Des pertes hivernales dans la moyenne pour commencer la saison

Les abeilles mellifères du Québec logées dans les ruches des apiculteurs commerciaux ont assez bien résisté à l’hiver 2026.

Les pertes hivernales se situent en moyenne autour de 25 % à 30 %, ce qui est légèrement au-dessus de la normale dans la province, rapporte le président des Apiculteurs et apicultrices du Québec (AADQ), Raphaël Vacher. « On a quelques cas d’exception, qui ont eu des pertes plus importantes, de 40 % à 50 %. Malheureusement, il y en a toujours, et tout le monde y passe.  J’y ai eu droit personnellement l’année passée, avec 50 % de pertes après plusieurs bonnes années », indique l’apiculteur du Saguenay–Lac-Saint-Jean, qui a droit à un retour de balancier ce printemps, avec des pertes avoisinant les 15 %. 

Ce sont divers impondérables, d’une région à l’autre, qui peuvent parfois influencer le taux de survie hivernale, précise M. Vacher.

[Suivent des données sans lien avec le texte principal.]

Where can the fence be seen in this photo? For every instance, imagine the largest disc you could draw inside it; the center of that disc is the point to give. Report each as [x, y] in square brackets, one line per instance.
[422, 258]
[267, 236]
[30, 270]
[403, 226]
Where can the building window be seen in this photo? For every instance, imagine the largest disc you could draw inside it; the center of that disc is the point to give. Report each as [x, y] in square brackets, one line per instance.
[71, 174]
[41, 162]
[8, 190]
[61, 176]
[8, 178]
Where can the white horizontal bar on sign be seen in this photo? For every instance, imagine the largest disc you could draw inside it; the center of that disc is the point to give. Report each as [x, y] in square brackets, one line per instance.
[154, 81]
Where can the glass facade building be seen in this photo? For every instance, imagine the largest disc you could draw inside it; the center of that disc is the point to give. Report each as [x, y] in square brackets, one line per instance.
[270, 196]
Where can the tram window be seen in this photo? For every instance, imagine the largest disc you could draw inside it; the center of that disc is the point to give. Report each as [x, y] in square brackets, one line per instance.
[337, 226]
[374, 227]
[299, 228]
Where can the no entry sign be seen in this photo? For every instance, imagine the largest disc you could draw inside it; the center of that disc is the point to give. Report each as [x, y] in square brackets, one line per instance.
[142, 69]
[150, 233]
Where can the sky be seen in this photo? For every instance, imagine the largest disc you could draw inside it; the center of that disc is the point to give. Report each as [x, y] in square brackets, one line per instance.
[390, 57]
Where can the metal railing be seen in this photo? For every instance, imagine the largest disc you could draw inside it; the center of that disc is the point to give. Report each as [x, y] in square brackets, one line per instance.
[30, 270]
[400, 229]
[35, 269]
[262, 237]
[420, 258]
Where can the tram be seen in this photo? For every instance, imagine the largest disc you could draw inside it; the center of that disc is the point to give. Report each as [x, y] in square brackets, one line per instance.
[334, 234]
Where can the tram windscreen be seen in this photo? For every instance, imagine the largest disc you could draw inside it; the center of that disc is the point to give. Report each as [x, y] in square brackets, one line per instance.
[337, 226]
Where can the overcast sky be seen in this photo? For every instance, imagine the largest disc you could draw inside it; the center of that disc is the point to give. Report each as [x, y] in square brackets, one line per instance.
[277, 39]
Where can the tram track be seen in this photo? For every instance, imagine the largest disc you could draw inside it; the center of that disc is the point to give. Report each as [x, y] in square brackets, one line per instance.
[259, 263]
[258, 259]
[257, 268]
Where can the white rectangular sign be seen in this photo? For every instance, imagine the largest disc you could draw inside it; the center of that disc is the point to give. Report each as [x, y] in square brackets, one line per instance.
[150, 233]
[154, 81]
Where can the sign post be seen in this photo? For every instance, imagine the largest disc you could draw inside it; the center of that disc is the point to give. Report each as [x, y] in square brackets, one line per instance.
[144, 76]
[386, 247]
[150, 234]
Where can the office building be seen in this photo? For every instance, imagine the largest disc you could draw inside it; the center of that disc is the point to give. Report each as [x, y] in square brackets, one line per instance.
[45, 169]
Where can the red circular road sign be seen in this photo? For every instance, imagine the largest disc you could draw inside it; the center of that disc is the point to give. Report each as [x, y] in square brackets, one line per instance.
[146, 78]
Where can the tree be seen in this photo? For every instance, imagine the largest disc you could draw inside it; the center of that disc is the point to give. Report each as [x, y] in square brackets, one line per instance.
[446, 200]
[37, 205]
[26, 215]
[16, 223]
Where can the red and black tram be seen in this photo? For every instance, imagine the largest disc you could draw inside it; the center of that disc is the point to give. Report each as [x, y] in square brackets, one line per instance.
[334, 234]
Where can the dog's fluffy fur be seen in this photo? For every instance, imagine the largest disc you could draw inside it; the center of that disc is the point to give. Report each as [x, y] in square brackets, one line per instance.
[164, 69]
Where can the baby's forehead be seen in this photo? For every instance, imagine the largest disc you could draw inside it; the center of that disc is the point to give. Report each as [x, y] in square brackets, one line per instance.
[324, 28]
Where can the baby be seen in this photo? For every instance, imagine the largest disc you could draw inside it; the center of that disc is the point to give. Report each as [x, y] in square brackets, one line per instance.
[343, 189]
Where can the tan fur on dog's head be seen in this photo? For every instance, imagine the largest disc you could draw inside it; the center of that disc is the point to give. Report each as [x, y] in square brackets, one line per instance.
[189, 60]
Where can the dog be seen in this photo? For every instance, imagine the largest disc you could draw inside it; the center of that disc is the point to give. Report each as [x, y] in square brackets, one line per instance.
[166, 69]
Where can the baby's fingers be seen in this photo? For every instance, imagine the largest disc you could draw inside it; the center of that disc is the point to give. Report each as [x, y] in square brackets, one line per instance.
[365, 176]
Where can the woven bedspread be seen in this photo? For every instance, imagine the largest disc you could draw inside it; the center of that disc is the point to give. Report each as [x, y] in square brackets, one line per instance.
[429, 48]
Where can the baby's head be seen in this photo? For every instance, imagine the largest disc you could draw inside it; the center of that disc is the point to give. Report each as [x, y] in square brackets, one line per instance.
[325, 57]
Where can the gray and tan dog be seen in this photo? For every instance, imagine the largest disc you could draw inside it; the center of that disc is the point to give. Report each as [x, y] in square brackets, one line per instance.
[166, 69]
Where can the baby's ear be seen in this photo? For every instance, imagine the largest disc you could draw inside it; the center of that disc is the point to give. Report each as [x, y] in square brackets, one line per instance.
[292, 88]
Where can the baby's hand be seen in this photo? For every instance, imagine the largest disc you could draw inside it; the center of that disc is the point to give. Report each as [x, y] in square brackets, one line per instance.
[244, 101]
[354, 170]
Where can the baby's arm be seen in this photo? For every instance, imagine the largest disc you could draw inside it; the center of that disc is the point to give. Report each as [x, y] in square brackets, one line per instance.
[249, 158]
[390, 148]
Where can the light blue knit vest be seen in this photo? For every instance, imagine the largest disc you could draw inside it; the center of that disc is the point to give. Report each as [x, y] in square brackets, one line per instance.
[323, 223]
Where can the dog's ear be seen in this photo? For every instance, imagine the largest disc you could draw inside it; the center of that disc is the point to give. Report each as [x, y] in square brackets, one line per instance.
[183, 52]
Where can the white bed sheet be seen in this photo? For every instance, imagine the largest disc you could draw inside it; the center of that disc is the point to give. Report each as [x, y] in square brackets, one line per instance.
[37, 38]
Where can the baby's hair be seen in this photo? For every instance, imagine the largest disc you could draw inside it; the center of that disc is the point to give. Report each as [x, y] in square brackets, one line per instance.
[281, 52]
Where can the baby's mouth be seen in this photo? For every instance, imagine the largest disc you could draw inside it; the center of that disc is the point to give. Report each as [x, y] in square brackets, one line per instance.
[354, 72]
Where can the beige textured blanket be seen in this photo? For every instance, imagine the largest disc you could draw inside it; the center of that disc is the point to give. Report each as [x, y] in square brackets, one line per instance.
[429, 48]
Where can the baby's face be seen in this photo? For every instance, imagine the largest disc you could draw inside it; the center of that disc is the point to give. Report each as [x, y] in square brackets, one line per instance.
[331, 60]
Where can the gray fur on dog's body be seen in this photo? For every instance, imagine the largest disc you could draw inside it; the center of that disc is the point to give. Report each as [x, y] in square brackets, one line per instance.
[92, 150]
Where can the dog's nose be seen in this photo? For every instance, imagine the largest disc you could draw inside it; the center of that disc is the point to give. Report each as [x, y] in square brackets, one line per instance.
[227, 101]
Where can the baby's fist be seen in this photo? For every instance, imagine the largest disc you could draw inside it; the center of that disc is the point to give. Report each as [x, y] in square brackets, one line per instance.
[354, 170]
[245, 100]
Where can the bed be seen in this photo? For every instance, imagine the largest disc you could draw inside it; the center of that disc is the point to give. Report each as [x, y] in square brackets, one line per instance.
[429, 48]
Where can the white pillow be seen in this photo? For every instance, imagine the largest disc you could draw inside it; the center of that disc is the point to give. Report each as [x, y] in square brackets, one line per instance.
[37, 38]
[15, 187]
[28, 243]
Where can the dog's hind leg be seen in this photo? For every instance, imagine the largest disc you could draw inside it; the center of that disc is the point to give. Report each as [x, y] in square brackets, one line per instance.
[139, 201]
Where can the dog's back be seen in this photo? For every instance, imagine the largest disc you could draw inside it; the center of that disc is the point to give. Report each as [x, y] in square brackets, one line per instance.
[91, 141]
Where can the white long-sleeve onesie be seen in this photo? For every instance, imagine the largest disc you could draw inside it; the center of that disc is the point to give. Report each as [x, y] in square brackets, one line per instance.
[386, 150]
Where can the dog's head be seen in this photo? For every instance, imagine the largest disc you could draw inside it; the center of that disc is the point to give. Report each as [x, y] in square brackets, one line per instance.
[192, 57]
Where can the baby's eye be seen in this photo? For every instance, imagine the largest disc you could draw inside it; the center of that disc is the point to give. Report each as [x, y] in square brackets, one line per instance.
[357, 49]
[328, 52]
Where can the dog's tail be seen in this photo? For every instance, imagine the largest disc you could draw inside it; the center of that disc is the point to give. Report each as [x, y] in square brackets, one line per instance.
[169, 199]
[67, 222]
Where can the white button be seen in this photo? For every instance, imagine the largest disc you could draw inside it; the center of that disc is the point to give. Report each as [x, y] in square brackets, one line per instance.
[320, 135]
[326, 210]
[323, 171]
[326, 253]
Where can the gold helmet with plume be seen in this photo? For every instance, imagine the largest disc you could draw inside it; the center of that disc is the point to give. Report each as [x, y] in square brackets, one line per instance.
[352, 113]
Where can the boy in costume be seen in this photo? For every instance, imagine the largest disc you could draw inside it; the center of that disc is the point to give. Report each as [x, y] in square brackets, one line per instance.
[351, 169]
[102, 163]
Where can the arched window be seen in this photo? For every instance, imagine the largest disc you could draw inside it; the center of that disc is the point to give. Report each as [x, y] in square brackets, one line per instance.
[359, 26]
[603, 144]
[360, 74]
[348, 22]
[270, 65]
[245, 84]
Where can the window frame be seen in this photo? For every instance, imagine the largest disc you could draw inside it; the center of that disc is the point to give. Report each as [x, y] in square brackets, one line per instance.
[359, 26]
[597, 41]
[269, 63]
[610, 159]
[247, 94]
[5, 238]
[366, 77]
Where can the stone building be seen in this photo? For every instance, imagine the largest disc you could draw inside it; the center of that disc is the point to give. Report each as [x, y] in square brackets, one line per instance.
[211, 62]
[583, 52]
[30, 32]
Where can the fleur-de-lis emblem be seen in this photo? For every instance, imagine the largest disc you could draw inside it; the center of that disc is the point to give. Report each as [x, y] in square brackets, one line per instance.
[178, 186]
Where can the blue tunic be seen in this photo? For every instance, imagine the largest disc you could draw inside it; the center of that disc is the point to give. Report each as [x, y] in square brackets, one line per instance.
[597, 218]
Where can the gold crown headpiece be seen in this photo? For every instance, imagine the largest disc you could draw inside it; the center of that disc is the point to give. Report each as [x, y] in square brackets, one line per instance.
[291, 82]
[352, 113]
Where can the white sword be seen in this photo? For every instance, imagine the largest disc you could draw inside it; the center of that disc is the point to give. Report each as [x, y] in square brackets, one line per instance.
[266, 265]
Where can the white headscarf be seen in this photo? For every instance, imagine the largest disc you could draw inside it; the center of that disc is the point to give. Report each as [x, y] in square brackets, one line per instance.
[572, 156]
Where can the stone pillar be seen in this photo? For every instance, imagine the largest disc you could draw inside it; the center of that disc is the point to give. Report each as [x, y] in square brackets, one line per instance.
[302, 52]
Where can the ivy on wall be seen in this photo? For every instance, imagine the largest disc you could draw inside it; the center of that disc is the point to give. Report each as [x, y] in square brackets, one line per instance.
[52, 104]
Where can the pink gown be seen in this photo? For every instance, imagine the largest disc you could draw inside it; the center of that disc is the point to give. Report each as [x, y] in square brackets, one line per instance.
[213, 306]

Il donne entre autres en exemple l’utilisation de reines non adaptées au climat québécois ou le manque de couverture de neige dans certaines régions, qui réduit la protection des ruches contre le froid et qui entraîne une surconsommation et un manque de nourriture au printemps, surtout quand la chaleur tarde à s’installer. 

Plusieurs entreprises en situation précaire

Malgré ce départ printanier encourageant, le président des AADQ s’inquiète de la santé financière des entreprises apicoles de la province, qui peinent à se remettre des années catastrophiques de 2022 et de 2024, deux années où les pertes de cheptel ont été lourdes partout au Québec en raison des conditions climatiques qui ont favorisé les ravages du parasite Varroa destructor.

On a des entreprises qui ne sont pas capables de revenir au niveau d’avant, car leurs liquidités ne sont plus là, et l’assurance récolte ne fait plus le travail. Les années prises en référence font en sorte que les montants assurés sont rendus tellement minimes que ça ne sert plus à rien de s’assurer.

Raphaël Vacher

De plus, les apiculteurs sont, comme les autres, frappés de plein fouet par l’inflation, particulièrement la hausse du prix des carburants, ajoute-t-il. « Ce qui est critique pour ceux qui déplacent des milliers de ruches pour la pollinisation. On a suggéré d’ajouter une surcharge de carburant de 5 à 10 $ par ruche pour la pollinisation, pour être capables d’absorber cette hausse fulgurante qu’on a depuis deux mois, mais les producteurs de bleuets résistent pour protéger leurs propres marges, et c’est normal », reconnaît-il. 

Raphaël Vacher craint malgré tout que plusieurs apiculteurs reconsidèrent leur modèle, soit en abandonnant la pollinisation ou en se tournant vers le Nouveau-Brunswick, où les prix de location des ruches sont plus avantageux.  « Nous, on ne veut pas perdre nos liens avec les producteurs de pommes, de bleuets, de canneberges du Québec, mais il faut trouver un terrain d’entente », précise-t-il. 

Les AADQ prévoient envoyer une lettre formelle au ministre de l’Agriculture d’ici la fin du mois pour demander une rencontre d’urgence. « L’idéal serait d’obtenir une aide spécifique pour les apiculteurs qui offrent leurs ruches à la pollinisation, et qui doivent absorber plus de pertes que les autres. Car c’est démontré que la pollinisation entraîne plus de stress pour les abeilles, à cause du déplacement et parce qu’elles ont accès à une moindre diversité florale », mentionne M. Vacher.